READ.ID,- Di tengah riuh tawa, peluk hangat, dan saling sapa dalam acara halalbihalal di Grand Sumber Ria, Kota Gorontalo, Sabtu (5/4/2025), satu sosok mencuri perhatian. Rambutnya putih bersih, langkahnya tenang, namun suara dan pesannya menggema hingga ke hati ribuan orang yang hadir: Tursandi Alwi, Penjabat Gubernur pertama Provinsi Gorontalo.
Bukan sekadar nostalgia, kehadiran Tursandi dalam acara yang digagas oleh Gubernur saat ini, Gusnar Ismail, menjadi semacam ziarah batin. Ia kembali ke tanah yang dulu dia bantu bentuk dari nol—dari provinsi yang lahir dengan anggaran terbatas, kini menjadi salah satu kawasan yang tumbuh stabil di wilayah timur Indonesia.
“Saya ingat dulu, awal pembentukan provinsi ini dengan APBD yang sangat terbatas. Tapi kita tetap berjuang. Yang penting waktu itu adalah kebersamaan,” ujar Tursandi, mengenang masa-masa awal yang keras, namun penuh idealisme.

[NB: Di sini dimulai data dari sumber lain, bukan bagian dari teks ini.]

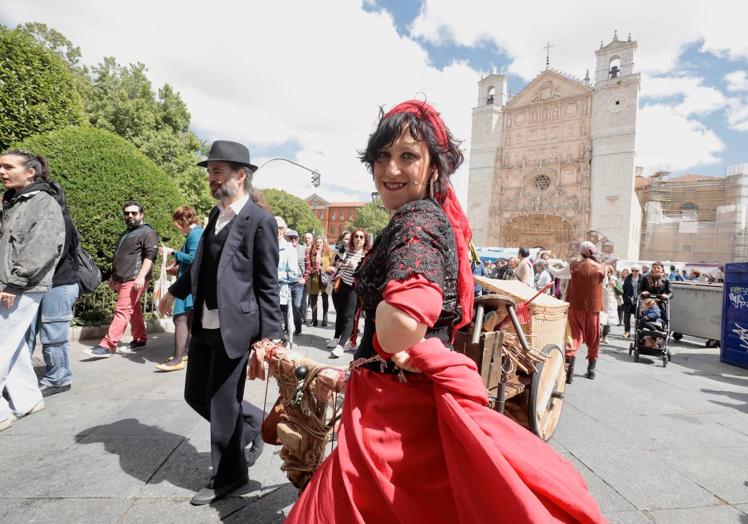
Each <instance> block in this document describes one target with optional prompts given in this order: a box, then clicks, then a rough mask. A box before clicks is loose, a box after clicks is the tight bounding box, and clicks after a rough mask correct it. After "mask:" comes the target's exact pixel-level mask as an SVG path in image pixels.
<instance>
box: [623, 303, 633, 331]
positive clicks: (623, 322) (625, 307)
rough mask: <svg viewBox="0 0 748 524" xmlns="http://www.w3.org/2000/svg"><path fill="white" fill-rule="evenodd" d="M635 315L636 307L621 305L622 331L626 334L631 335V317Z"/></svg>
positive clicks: (631, 304)
mask: <svg viewBox="0 0 748 524" xmlns="http://www.w3.org/2000/svg"><path fill="white" fill-rule="evenodd" d="M635 313H636V306H635V305H634V304H624V305H623V330H624V331H625V332H626V333H631V315H633V314H635Z"/></svg>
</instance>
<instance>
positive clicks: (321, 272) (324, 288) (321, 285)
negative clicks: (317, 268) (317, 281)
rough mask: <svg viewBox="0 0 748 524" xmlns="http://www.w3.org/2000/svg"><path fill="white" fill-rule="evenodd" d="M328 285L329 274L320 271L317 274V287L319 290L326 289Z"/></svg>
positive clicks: (326, 288)
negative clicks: (317, 274)
mask: <svg viewBox="0 0 748 524" xmlns="http://www.w3.org/2000/svg"><path fill="white" fill-rule="evenodd" d="M329 285H330V273H328V272H327V271H320V272H319V287H320V289H327V286H329Z"/></svg>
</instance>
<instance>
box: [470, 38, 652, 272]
mask: <svg viewBox="0 0 748 524" xmlns="http://www.w3.org/2000/svg"><path fill="white" fill-rule="evenodd" d="M636 50H637V43H636V42H635V41H632V40H631V39H630V38H629V39H628V40H625V41H623V40H619V39H618V38H617V36H614V38H613V41H612V42H610V43H609V44H608V45H602V43H601V47H600V49H598V50H597V51H595V55H596V61H597V67H596V70H595V74H594V77H595V78H594V83H593V81H592V80H591V79H590V78H589V74H588V75H587V77H586V78H585V79H584V80H578V79H576V78H573V77H571V76H569V75H566V74H564V73H562V72H560V71H556V70H553V69H550V68H547V69H546V70H544V71H542V72H541V73H540V74H539V75H538V76H537V77H536V78H535V79H534V80H532V81H531V82H530V83H529V84H528V85H527V86H525V87H524V88H523V89H522V90H521V91H520V92H519V93H517V95H516V96H513V97H509V96H508V93H507V82H506V78H505V77H504V76H503V75H501V74H489V75H488V76H486V77H485V78H483V79H481V80H480V82H479V84H478V105H477V106H476V107H475V108H474V109H473V114H472V138H471V155H470V173H469V189H468V215H469V218H470V222H471V225H472V227H473V233H474V240H475V242H476V244H478V245H483V246H487V245H492V246H504V247H519V246H528V247H544V248H547V249H551V250H552V251H553V252H554V253H555V254H557V255H558V256H562V257H563V256H568V255H569V254H571V250H572V249H573V246H574V245H575V244H576V243H577V242H579V241H580V240H584V239H587V238H592V239H605V241H604V242H605V245H603V246H601V248H602V249H603V250H605V251H607V252H610V253H613V254H614V255H615V256H616V257H618V258H625V259H632V258H638V256H639V244H640V229H641V209H640V206H639V201H638V199H637V196H636V194H635V173H634V171H635V169H634V161H635V135H636V132H635V130H636V116H637V110H638V102H639V74H638V73H637V72H635V69H634V60H635V54H636Z"/></svg>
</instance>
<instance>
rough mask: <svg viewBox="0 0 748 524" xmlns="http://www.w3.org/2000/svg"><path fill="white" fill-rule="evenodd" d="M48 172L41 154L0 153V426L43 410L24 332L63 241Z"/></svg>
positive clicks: (1, 427)
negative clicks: (0, 184)
mask: <svg viewBox="0 0 748 524" xmlns="http://www.w3.org/2000/svg"><path fill="white" fill-rule="evenodd" d="M48 176H49V175H48V167H47V161H46V160H45V159H44V157H42V156H41V155H36V154H34V153H31V152H28V151H23V150H18V149H16V150H12V151H8V152H6V153H4V154H2V155H1V156H0V180H2V183H3V187H4V188H5V193H4V194H3V199H2V203H3V206H2V214H1V215H0V431H2V430H5V429H8V428H9V427H10V426H11V425H13V423H14V422H15V421H16V420H17V419H19V418H21V417H24V416H27V415H30V414H31V413H36V412H37V411H39V410H41V409H44V399H43V398H42V394H41V391H39V386H38V383H37V379H36V374H35V373H34V367H33V365H32V364H31V355H29V351H28V345H27V343H26V332H27V330H28V328H29V326H30V325H31V323H32V322H33V321H34V320H35V319H36V315H37V312H38V311H39V303H40V302H41V300H42V297H43V296H44V294H45V293H46V292H47V290H48V289H49V288H50V287H51V286H52V278H53V276H54V273H55V267H56V266H57V262H58V261H59V259H60V253H61V250H62V247H63V244H64V242H65V225H64V222H63V218H62V211H61V210H60V206H59V205H58V204H57V202H56V201H55V198H54V196H53V195H52V189H51V188H50V185H49V183H48Z"/></svg>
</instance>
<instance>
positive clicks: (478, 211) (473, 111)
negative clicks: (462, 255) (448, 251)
mask: <svg viewBox="0 0 748 524" xmlns="http://www.w3.org/2000/svg"><path fill="white" fill-rule="evenodd" d="M506 100H507V82H506V77H505V76H504V75H503V74H497V73H493V72H492V73H490V74H489V75H487V76H486V77H484V78H482V79H481V80H480V81H479V82H478V104H477V105H476V106H475V107H474V108H473V117H472V131H471V136H470V171H469V174H468V218H469V219H470V226H471V228H472V230H473V240H474V242H475V243H476V244H478V245H486V243H487V242H488V241H489V238H488V231H489V222H490V208H491V204H492V202H493V198H492V191H493V180H494V176H495V175H496V151H497V150H498V148H499V146H500V144H501V129H502V126H503V120H502V115H503V113H502V111H503V106H504V104H506Z"/></svg>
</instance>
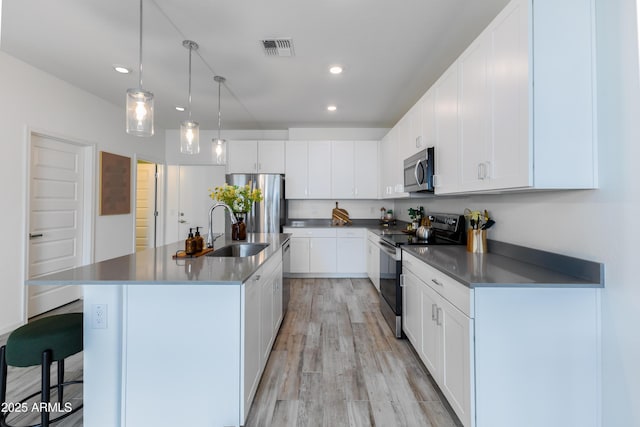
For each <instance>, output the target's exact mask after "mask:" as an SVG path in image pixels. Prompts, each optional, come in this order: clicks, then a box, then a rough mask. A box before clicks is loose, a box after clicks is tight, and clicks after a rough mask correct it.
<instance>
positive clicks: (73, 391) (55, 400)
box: [0, 301, 83, 427]
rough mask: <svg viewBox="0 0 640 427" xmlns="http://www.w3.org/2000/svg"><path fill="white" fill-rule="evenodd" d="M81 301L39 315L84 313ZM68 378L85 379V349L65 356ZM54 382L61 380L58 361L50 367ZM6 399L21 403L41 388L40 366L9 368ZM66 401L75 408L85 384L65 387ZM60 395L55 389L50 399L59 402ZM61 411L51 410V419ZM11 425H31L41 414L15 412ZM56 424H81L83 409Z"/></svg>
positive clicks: (66, 374)
mask: <svg viewBox="0 0 640 427" xmlns="http://www.w3.org/2000/svg"><path fill="white" fill-rule="evenodd" d="M81 312H82V301H75V302H73V303H71V304H67V305H65V306H63V307H60V308H58V309H56V310H52V311H49V312H47V313H45V314H43V315H41V316H38V317H35V318H34V319H38V318H40V317H46V316H51V315H52V314H62V313H81ZM8 337H9V334H5V335H0V346H2V345H4V344H5V343H6V342H7V338H8ZM64 363H65V373H64V379H65V381H75V380H82V352H80V353H77V354H74V355H72V356H70V357H68V358H67V359H65V362H64ZM51 372H52V375H51V384H55V383H56V382H57V380H58V378H57V377H58V375H57V368H56V364H55V363H53V365H52V366H51ZM7 378H8V381H7V402H14V403H16V402H18V401H20V400H21V399H22V398H24V397H25V396H28V395H30V394H31V393H35V392H36V391H39V390H40V366H32V367H28V368H16V367H13V366H9V367H8V368H7ZM64 393H65V401H68V402H71V404H72V405H73V407H75V406H76V405H79V404H80V403H81V402H82V384H73V385H69V386H67V387H65V390H64ZM57 397H58V394H57V392H56V390H55V389H53V390H51V401H52V402H56V401H57ZM39 398H40V395H39V394H38V396H36V397H35V398H32V399H30V400H29V401H28V402H27V404H28V405H29V408H31V405H32V404H33V403H34V402H35V401H39V400H38V399H39ZM58 415H62V413H55V412H54V413H52V415H51V418H55V417H57V416H58ZM7 422H8V423H9V424H17V425H32V424H37V423H40V414H39V413H38V412H32V411H29V412H26V413H22V414H18V413H15V414H12V415H10V416H9V418H8V419H7ZM54 425H55V426H56V427H82V425H83V423H82V409H81V410H80V411H78V412H76V413H74V414H71V415H70V416H68V417H67V418H65V419H63V420H62V421H60V422H58V423H56V424H54Z"/></svg>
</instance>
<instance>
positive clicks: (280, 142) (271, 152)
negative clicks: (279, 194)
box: [257, 141, 285, 173]
mask: <svg viewBox="0 0 640 427" xmlns="http://www.w3.org/2000/svg"><path fill="white" fill-rule="evenodd" d="M257 171H258V173H285V168H284V141H258V168H257Z"/></svg>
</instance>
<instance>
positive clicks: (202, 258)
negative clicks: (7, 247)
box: [25, 233, 290, 285]
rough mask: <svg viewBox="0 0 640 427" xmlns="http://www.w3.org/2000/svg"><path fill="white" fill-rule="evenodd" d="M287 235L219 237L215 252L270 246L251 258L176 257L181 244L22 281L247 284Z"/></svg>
mask: <svg viewBox="0 0 640 427" xmlns="http://www.w3.org/2000/svg"><path fill="white" fill-rule="evenodd" d="M289 237H290V235H289V234H278V233H269V234H257V233H247V240H244V241H236V240H231V239H226V236H221V237H220V238H218V239H217V240H216V241H215V242H214V249H219V248H221V247H223V246H227V245H232V244H237V243H268V244H269V246H267V248H266V249H265V250H263V251H262V252H260V253H258V254H257V255H254V256H250V257H241V258H240V257H211V256H206V255H204V256H200V257H197V258H178V259H172V256H173V255H175V254H176V252H177V251H179V250H184V241H179V242H175V243H170V244H167V245H164V246H160V247H158V248H149V249H145V250H143V251H140V252H136V253H133V254H129V255H123V256H120V257H116V258H111V259H108V260H105V261H100V262H97V263H94V264H89V265H85V266H82V267H76V268H73V269H70V270H65V271H61V272H58V273H52V274H47V275H45V276H41V277H38V278H34V279H29V280H27V281H25V283H26V284H27V285H100V284H129V285H131V284H136V285H151V284H162V283H165V284H180V283H185V284H187V283H188V284H192V285H193V284H199V283H202V284H212V283H216V282H217V283H220V284H231V283H235V284H239V283H242V282H244V281H246V280H247V279H248V278H249V277H251V275H252V274H253V273H254V272H255V271H256V270H258V268H259V267H260V266H261V265H262V264H264V262H266V261H267V260H268V259H269V258H271V257H272V256H273V255H275V254H279V253H280V248H281V247H282V245H283V244H284V243H285V242H286V241H287V240H289Z"/></svg>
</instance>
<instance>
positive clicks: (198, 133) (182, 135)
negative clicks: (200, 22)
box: [180, 40, 200, 154]
mask: <svg viewBox="0 0 640 427" xmlns="http://www.w3.org/2000/svg"><path fill="white" fill-rule="evenodd" d="M182 45H183V46H184V47H186V48H187V49H189V118H188V119H187V120H185V121H183V122H182V123H181V124H180V152H181V153H183V154H198V153H199V152H200V125H199V124H198V122H194V121H193V120H191V53H192V52H193V50H194V49H196V50H197V49H198V44H197V43H196V42H193V41H191V40H185V41H183V42H182Z"/></svg>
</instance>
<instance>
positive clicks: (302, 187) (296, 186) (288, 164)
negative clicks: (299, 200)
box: [285, 141, 308, 199]
mask: <svg viewBox="0 0 640 427" xmlns="http://www.w3.org/2000/svg"><path fill="white" fill-rule="evenodd" d="M307 156H308V144H307V142H306V141H287V142H286V143H285V158H286V161H285V176H286V186H287V189H286V192H285V197H286V198H287V199H306V198H307V172H308V171H307Z"/></svg>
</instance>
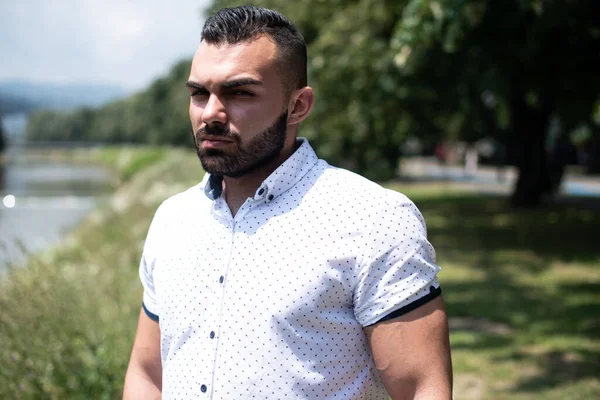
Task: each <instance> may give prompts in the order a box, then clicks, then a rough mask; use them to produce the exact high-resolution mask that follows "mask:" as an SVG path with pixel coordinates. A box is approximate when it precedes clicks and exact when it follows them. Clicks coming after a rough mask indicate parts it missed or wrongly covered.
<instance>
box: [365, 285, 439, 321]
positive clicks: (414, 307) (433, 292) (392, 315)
mask: <svg viewBox="0 0 600 400" xmlns="http://www.w3.org/2000/svg"><path fill="white" fill-rule="evenodd" d="M440 294H442V288H441V287H433V286H431V287H429V293H428V294H426V295H425V296H423V297H421V298H420V299H418V300H415V301H413V302H412V303H410V304H407V305H405V306H404V307H402V308H399V309H397V310H396V311H392V312H391V313H389V314H388V315H386V316H385V317H383V318H381V319H380V320H379V321H377V322H375V324H377V323H379V322H383V321H387V320H388V319H392V318H397V317H400V316H402V315H404V314H408V313H409V312H411V311H412V310H415V309H417V308H419V307H421V306H422V305H423V304H425V303H429V302H430V301H431V300H433V299H435V298H436V297H438V296H439V295H440ZM375 324H372V325H375Z"/></svg>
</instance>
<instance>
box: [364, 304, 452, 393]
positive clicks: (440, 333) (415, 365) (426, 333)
mask: <svg viewBox="0 0 600 400" xmlns="http://www.w3.org/2000/svg"><path fill="white" fill-rule="evenodd" d="M365 333H366V334H367V338H368V340H369V344H370V346H371V351H372V353H373V359H374V361H375V366H376V367H377V370H378V371H379V374H380V376H381V378H382V380H383V383H384V385H385V388H386V390H387V391H388V393H389V394H390V396H391V397H392V399H393V400H402V399H450V398H451V397H452V363H451V359H450V344H449V339H448V322H447V317H446V311H445V308H444V303H443V300H442V297H441V296H438V297H436V298H435V299H433V300H431V301H429V302H428V303H426V304H424V305H422V306H420V307H419V308H417V309H415V310H413V311H410V312H409V313H407V314H404V315H402V316H400V317H397V318H393V319H390V320H387V321H384V322H379V323H376V324H374V325H371V326H368V327H366V328H365Z"/></svg>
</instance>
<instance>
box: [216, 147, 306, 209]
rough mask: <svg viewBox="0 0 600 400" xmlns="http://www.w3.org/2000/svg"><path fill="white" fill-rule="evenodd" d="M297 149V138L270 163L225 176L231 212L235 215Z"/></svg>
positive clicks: (224, 188) (281, 151)
mask: <svg viewBox="0 0 600 400" xmlns="http://www.w3.org/2000/svg"><path fill="white" fill-rule="evenodd" d="M295 150H296V140H295V138H294V142H293V143H291V145H290V144H288V143H286V145H285V147H284V148H283V149H282V150H281V153H279V156H278V157H277V158H275V159H274V160H273V161H271V162H270V163H268V164H265V165H263V166H261V167H259V168H256V169H255V170H253V171H252V172H250V173H248V174H246V175H244V176H240V177H239V178H232V177H229V176H224V177H223V194H224V196H225V201H226V202H227V205H228V206H229V209H230V210H231V214H232V215H235V214H236V213H237V211H238V210H239V209H240V207H241V206H242V204H244V202H245V201H246V199H247V198H248V197H252V196H254V193H255V192H256V190H258V187H259V186H260V184H261V183H262V182H263V181H264V180H265V179H267V177H268V176H269V175H271V174H272V173H273V171H275V170H276V169H277V167H279V166H280V165H281V164H283V163H284V162H285V160H287V159H288V158H289V157H290V156H291V155H292V154H293V153H294V151H295Z"/></svg>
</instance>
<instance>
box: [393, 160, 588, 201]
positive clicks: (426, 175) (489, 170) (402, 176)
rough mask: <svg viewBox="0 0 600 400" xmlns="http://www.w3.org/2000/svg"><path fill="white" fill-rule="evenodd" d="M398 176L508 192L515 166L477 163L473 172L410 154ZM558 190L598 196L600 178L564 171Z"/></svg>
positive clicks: (408, 178) (582, 196) (487, 189)
mask: <svg viewBox="0 0 600 400" xmlns="http://www.w3.org/2000/svg"><path fill="white" fill-rule="evenodd" d="M401 176H402V178H404V179H411V180H422V181H428V180H429V181H446V182H457V183H463V184H465V185H467V186H469V187H470V188H471V189H473V190H475V191H478V192H486V193H488V192H489V193H506V194H507V193H510V192H511V191H512V188H513V186H514V184H515V181H516V179H517V170H516V168H515V167H505V168H503V169H498V168H496V167H490V166H480V167H479V168H478V169H477V170H476V171H466V170H465V168H464V167H463V166H446V165H442V164H440V163H439V162H438V161H437V159H435V158H434V157H413V158H407V159H405V160H403V161H402V164H401ZM560 193H561V195H563V196H566V197H598V198H599V199H600V177H590V176H582V175H574V174H568V173H567V174H566V175H565V177H564V179H563V182H562V185H561V192H560Z"/></svg>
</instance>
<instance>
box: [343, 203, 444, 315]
mask: <svg viewBox="0 0 600 400" xmlns="http://www.w3.org/2000/svg"><path fill="white" fill-rule="evenodd" d="M400 196H401V197H400V198H397V199H395V200H396V201H394V203H392V204H390V203H389V202H388V204H387V206H386V207H385V208H384V209H383V210H382V211H380V213H379V214H378V216H377V218H376V220H375V223H374V225H373V228H372V230H371V232H370V234H369V235H368V237H367V242H366V243H365V245H364V251H363V254H362V259H360V261H359V265H358V268H359V270H358V272H357V274H356V276H357V278H356V279H357V281H356V283H355V287H354V293H353V296H354V313H355V316H356V319H357V320H358V322H359V323H360V324H361V325H362V326H368V325H372V324H374V323H376V322H379V321H382V320H385V319H389V318H393V317H397V316H400V315H402V314H405V313H407V312H409V311H411V310H413V309H415V308H417V307H419V306H420V305H422V304H424V303H426V302H427V301H429V300H431V299H433V298H435V297H437V296H438V295H439V294H440V293H441V289H440V286H439V283H438V280H437V273H438V272H439V271H440V268H439V267H438V266H437V265H436V263H435V250H434V248H433V246H432V245H431V244H430V243H429V241H428V240H427V231H426V228H425V221H424V219H423V216H422V215H421V213H420V212H419V210H418V209H417V207H416V206H415V205H414V203H413V202H412V201H410V200H409V199H408V198H407V197H406V196H404V195H400Z"/></svg>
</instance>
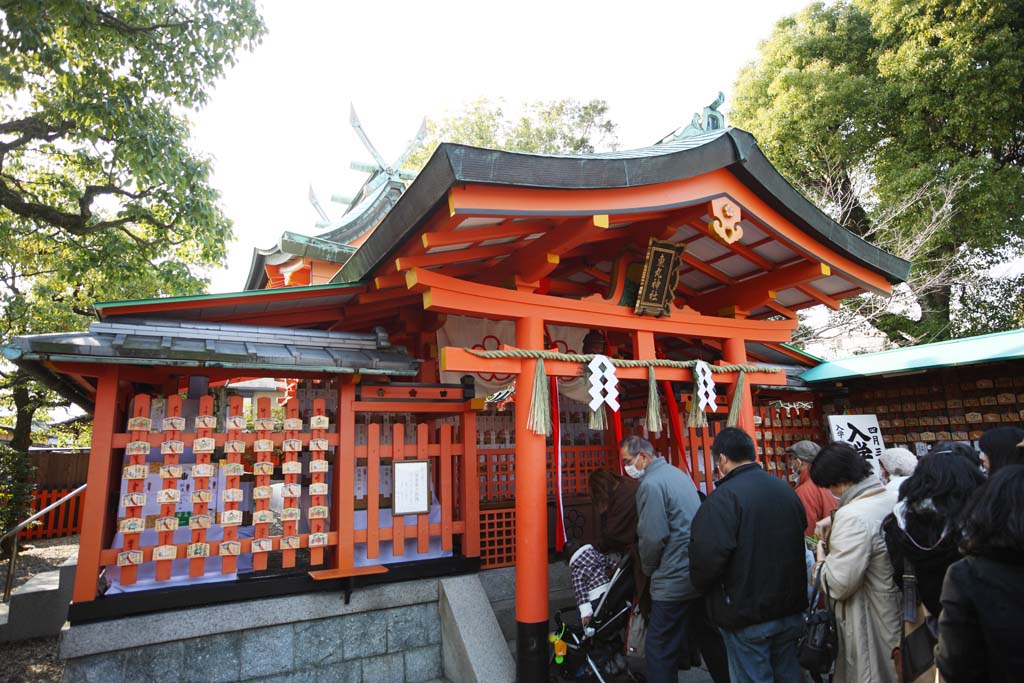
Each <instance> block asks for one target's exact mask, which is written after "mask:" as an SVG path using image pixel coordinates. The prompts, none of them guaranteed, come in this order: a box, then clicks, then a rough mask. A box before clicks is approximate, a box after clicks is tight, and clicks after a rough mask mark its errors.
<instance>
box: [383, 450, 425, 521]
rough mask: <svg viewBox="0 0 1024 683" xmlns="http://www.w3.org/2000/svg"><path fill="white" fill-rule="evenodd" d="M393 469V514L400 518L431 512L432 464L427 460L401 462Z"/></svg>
mask: <svg viewBox="0 0 1024 683" xmlns="http://www.w3.org/2000/svg"><path fill="white" fill-rule="evenodd" d="M393 467H394V475H393V476H392V479H391V480H392V481H393V482H394V489H393V492H392V494H391V496H392V506H391V514H393V515H394V516H395V517H398V516H400V515H425V514H427V513H428V512H430V464H429V463H428V462H427V461H426V460H400V461H398V462H396V463H394V465H393Z"/></svg>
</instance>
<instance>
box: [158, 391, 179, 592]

Kini, dua puluh tahun berlalu, ia menyaksikan Gorontalo dalam wajah yang berbeda. Jalan-jalan lebih rapi, gedung-gedung pemerintahan berdiri kokoh, dan yang lebih penting: semangat gotong royong yang masih hidup. Dan itu, menurutnya, terlihat dalam sambutan Gubernur Gusnar Ismail hari itu.
“Saya hadir waktu Pak Gubernur masuk rumah jabatan. Pidato beliau luar biasa. Tadi pun sama. Ia merangkul semua pihak. Kita butuh pemimpin seperti itu, agar Gorontalo bisa melompat lebih cepat,” katanya disambut tepuk tangan.
Di atas panggung, Gubernur Gusnar memang tidak bicara tentang proyek atau angka. Ia bicara tentang luka politik, tentang gesekan dalam kontestasi yang lalu, dan tentang pentingnya memaafkan. Ia ingin menutup lembaran kompetisi dengan peluk kebersamaan.
“Kontestasi sudah selesai. Sekarang waktunya kita bersatu, saling memaafkan, dan memulai kolaborasi. Mari kita tinggalkan bunga-bunga kompetisi,” ujar Gusnar dengan suara yang tenang namun tegas.
Apa yang terjadi hari itu lebih dari sekadar halalbihalal. Ia menjadi ruang penyembuhan, panggung lintas generasi antara Tursandi dan Gusnar, antara sejarah dan masa depan. Seolah ada estafet moral yang sedang diserahkan: bahwa membangun daerah bukan hanya soal infrastruktur, tetapi juga karakter dan kultur.
Dalam usia 74 tahun, Tursandi tak lagi memegang jabatan. Tapi ia tetap menjadi living witness, saksi hidup sekaligus penjaga semangat awal pembentukan provinsi ini. Dan ketika ia berdiri menyampaikan sambutannya, hadirin seakan diingatkan: fondasi Gorontalo dibangun dari keberanian, kesederhanaan, dan semangat kolektif.
“Semoga dengan semangat seperti ini, Gorontalo akan lebih maju,” tutup Tursandi.
Hari itu, di bawah langit biru Gorontalo yang cerah, kita melihat bukan hanya dua tokoh berbeda zaman. Tapi juga dua pemimpin yang saling memahami satu hal: bahwa kekuasaan hanyalah alat, dan kebersamaan adalah tujuan.